After multivariable adjustment for relevant patient characteristics (Table 2 and Figure 2), compared with the no-diabetes group, diabetes was associated with higher risks of outcomes at 1 year, including all-cause mortality [adjusted hazard ratio (aHR) 1.20, 95% confidence interval (CI) 1.18–1.22], composite of mortality and all-cause readmission (aHR 1.19, 95% CI 1.18–1.20), composite of death and cardiovascular readmission (aHR 1.16, 1.15–1.18), all-cause readmission (aHR 1.21, 1.20–1.23), IS/TIA readmission (aHR 1.15, 1.12–1.17), IS readmission (aHR 1.17, 1.13–1.20), AMI readmission (aHR 1.52, 1.45–1.60), HF readmission (aHR 1.55, 1.50–1.61), non-cardiovascular readmission (aHR 1.27, 1.26–1.29), and non-IS/TIA readmission (aHR 1.22, 1.21–1.24). Similar differences in diabetes-related multivariable adjusted risk estimates were observed at 3-years for all outcomes: all-cause mortality (aHR 1.24, 1.23–1.25), all-cause readmission (aHR 1.22, 1.21–1.23), composite of mortality and all-cause readmission (aHR 1.21, 1.20–1.22), composite of death and cardiovascular readmission (aHR 1.19, 1.18–1.20), IS/TIA readmission (aHR 1.18, 1.16–1.20), IS readmission (aHR 1.20, 1.18–1.23), AMI readmission (aHR 1.55, 1.49–1.60), HF readmission (aHR 1.60, 1.56–1.64), non-cardiovascular readmission (aHR 1.28, 1.26–1.29), and non-IS/TIA readmission (aHR 1.23, 1.22–1.25).

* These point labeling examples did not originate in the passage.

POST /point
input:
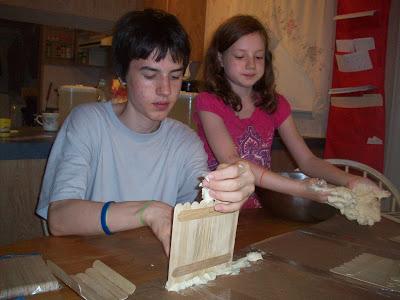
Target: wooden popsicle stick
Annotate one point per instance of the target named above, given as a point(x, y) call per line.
point(64, 277)
point(201, 265)
point(95, 286)
point(114, 277)
point(199, 213)
point(86, 292)
point(107, 284)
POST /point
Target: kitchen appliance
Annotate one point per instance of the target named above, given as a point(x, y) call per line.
point(73, 95)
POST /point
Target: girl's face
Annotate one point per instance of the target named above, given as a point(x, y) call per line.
point(244, 62)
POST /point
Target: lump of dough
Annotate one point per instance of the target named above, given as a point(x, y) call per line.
point(362, 203)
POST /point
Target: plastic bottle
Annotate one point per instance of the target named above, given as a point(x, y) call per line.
point(101, 89)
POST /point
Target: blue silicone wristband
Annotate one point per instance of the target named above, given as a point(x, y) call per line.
point(103, 216)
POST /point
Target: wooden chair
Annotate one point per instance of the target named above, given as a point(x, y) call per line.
point(392, 211)
point(44, 227)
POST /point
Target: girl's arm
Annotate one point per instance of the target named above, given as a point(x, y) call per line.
point(225, 151)
point(307, 161)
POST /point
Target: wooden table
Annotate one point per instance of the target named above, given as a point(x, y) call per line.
point(136, 254)
point(297, 259)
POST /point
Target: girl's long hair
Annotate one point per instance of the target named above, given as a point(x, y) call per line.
point(215, 82)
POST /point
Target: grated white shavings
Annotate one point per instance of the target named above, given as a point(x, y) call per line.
point(232, 268)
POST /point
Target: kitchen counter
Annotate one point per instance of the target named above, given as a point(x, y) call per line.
point(27, 143)
point(297, 259)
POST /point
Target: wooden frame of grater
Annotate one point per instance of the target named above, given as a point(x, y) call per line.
point(202, 239)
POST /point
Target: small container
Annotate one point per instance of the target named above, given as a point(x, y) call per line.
point(73, 95)
point(5, 126)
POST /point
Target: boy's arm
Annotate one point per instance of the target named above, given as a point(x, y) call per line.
point(82, 217)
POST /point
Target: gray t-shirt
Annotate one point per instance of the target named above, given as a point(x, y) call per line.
point(96, 157)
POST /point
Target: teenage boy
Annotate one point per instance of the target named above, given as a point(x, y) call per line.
point(116, 167)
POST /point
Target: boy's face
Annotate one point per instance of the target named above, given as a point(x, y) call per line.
point(153, 89)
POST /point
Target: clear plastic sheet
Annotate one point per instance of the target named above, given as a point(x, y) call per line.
point(24, 275)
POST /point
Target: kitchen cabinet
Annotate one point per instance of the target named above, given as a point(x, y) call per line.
point(94, 15)
point(192, 15)
point(19, 189)
point(57, 45)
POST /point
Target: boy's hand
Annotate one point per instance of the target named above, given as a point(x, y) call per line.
point(158, 216)
point(231, 185)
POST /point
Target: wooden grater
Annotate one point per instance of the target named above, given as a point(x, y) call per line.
point(202, 239)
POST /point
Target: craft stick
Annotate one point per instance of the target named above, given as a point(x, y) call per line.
point(64, 277)
point(86, 292)
point(114, 277)
point(107, 284)
point(95, 286)
point(199, 213)
point(201, 265)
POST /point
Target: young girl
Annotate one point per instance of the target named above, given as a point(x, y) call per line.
point(238, 113)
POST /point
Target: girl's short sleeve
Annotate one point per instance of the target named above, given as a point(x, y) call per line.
point(209, 102)
point(282, 112)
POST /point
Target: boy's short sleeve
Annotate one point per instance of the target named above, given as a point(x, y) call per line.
point(282, 112)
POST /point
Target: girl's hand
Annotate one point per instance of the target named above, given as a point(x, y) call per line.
point(357, 180)
point(231, 185)
point(315, 189)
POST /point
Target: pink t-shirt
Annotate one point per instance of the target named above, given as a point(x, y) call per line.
point(252, 136)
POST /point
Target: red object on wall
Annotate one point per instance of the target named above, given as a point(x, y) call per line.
point(349, 128)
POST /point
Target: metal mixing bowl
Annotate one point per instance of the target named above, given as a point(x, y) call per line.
point(294, 208)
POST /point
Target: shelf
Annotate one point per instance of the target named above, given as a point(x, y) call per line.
point(360, 14)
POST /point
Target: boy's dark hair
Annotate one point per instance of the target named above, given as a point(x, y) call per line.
point(138, 33)
point(225, 36)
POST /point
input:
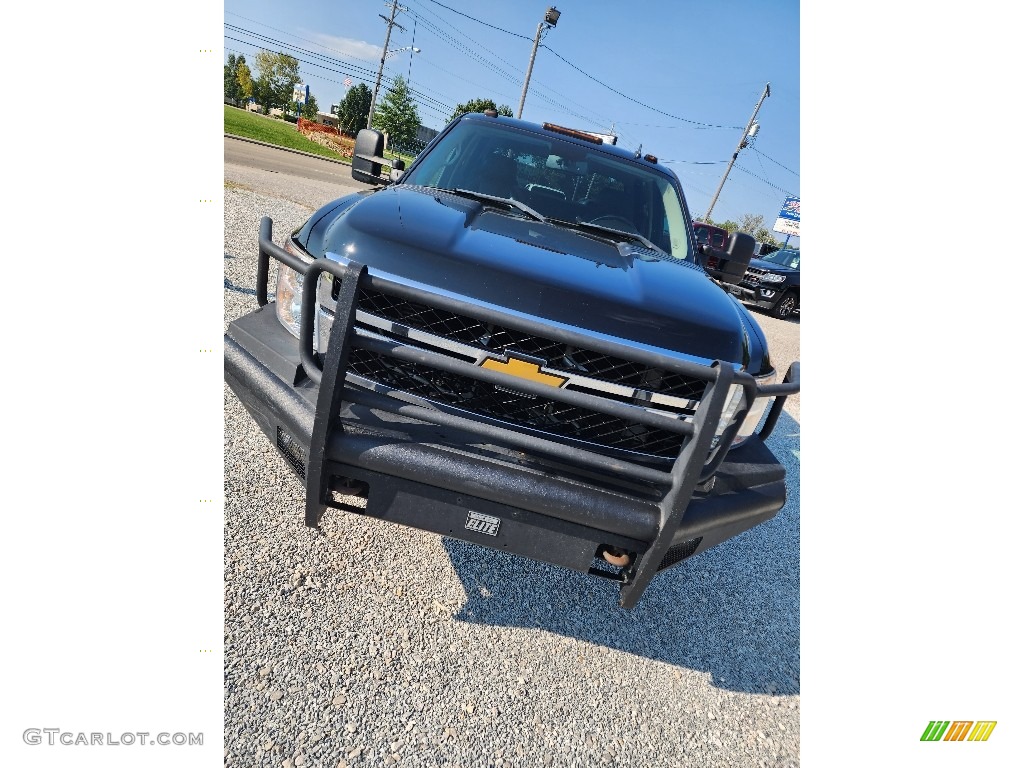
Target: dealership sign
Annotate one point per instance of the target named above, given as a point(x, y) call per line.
point(788, 218)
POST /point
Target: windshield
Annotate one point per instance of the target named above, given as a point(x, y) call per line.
point(783, 258)
point(562, 181)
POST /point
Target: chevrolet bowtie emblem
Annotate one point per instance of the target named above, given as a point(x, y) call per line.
point(523, 370)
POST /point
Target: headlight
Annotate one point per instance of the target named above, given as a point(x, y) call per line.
point(289, 296)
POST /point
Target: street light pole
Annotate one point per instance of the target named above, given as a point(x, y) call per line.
point(380, 72)
point(740, 145)
point(550, 19)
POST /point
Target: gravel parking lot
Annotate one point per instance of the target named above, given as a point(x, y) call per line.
point(369, 644)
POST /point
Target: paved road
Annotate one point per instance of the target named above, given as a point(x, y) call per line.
point(370, 644)
point(250, 155)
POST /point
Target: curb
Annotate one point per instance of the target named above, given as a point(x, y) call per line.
point(286, 148)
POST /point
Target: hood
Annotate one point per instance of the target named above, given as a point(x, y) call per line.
point(461, 247)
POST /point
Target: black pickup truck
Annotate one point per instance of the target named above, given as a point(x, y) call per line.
point(771, 283)
point(514, 342)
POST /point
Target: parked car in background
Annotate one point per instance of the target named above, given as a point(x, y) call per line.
point(771, 283)
point(709, 235)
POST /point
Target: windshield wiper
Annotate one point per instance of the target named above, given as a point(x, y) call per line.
point(586, 225)
point(511, 202)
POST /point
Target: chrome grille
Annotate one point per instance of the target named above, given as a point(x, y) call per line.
point(505, 404)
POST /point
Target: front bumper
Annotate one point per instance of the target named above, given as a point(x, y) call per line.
point(487, 484)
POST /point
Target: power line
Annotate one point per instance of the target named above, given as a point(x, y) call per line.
point(513, 34)
point(774, 161)
point(422, 99)
point(636, 101)
point(764, 180)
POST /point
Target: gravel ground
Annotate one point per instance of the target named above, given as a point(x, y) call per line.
point(369, 644)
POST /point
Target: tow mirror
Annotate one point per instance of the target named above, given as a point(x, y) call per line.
point(368, 159)
point(729, 265)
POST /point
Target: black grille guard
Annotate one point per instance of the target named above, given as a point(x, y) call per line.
point(695, 463)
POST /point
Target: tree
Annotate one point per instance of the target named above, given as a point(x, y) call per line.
point(310, 109)
point(396, 115)
point(244, 76)
point(231, 88)
point(480, 104)
point(354, 110)
point(279, 74)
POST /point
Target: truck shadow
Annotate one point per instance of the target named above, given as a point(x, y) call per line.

In sensitivity analysis conducted on a one-on-one propensity score matched sample (N = 216 562), we found higher risks of adverse 1-year and 3-year IS outcomes among patients with diabetes compared with those without diabetes (see Supplementary material online, Table S3), which is consistent with the findings (both in terms of the magnitude and significance of associations) obtained in the primary analysis using traditional multivariable models.
Alternative definition of diabetes and outcomes
Using an alternative definition of diabetes, a higher proportion of participants (N = 132 220, 32.3%) were identified as having diabetes. In this newly defined group, similar results were observed both in terms of the magnitude and significance of the estimates of association of diabetes with outcomes. This included significantly higher cumulative incidence rates of all outcomes in those with diabetes (see Supplementary material online, Table S4 and Figure S1), as well as significantly higher risk of all outcomes (all-cause mortality, all-cause admission, composite outcome of mortality and admission, composite of death and cardiovascular readmission, IS/TIA admission, IS admission, AMI admission, HF admission, non-cardiovascular readmission, and non-IS/TIA readmission) over the 1-year and 3-year follow-up periods (see Supplementary material online, Table S4).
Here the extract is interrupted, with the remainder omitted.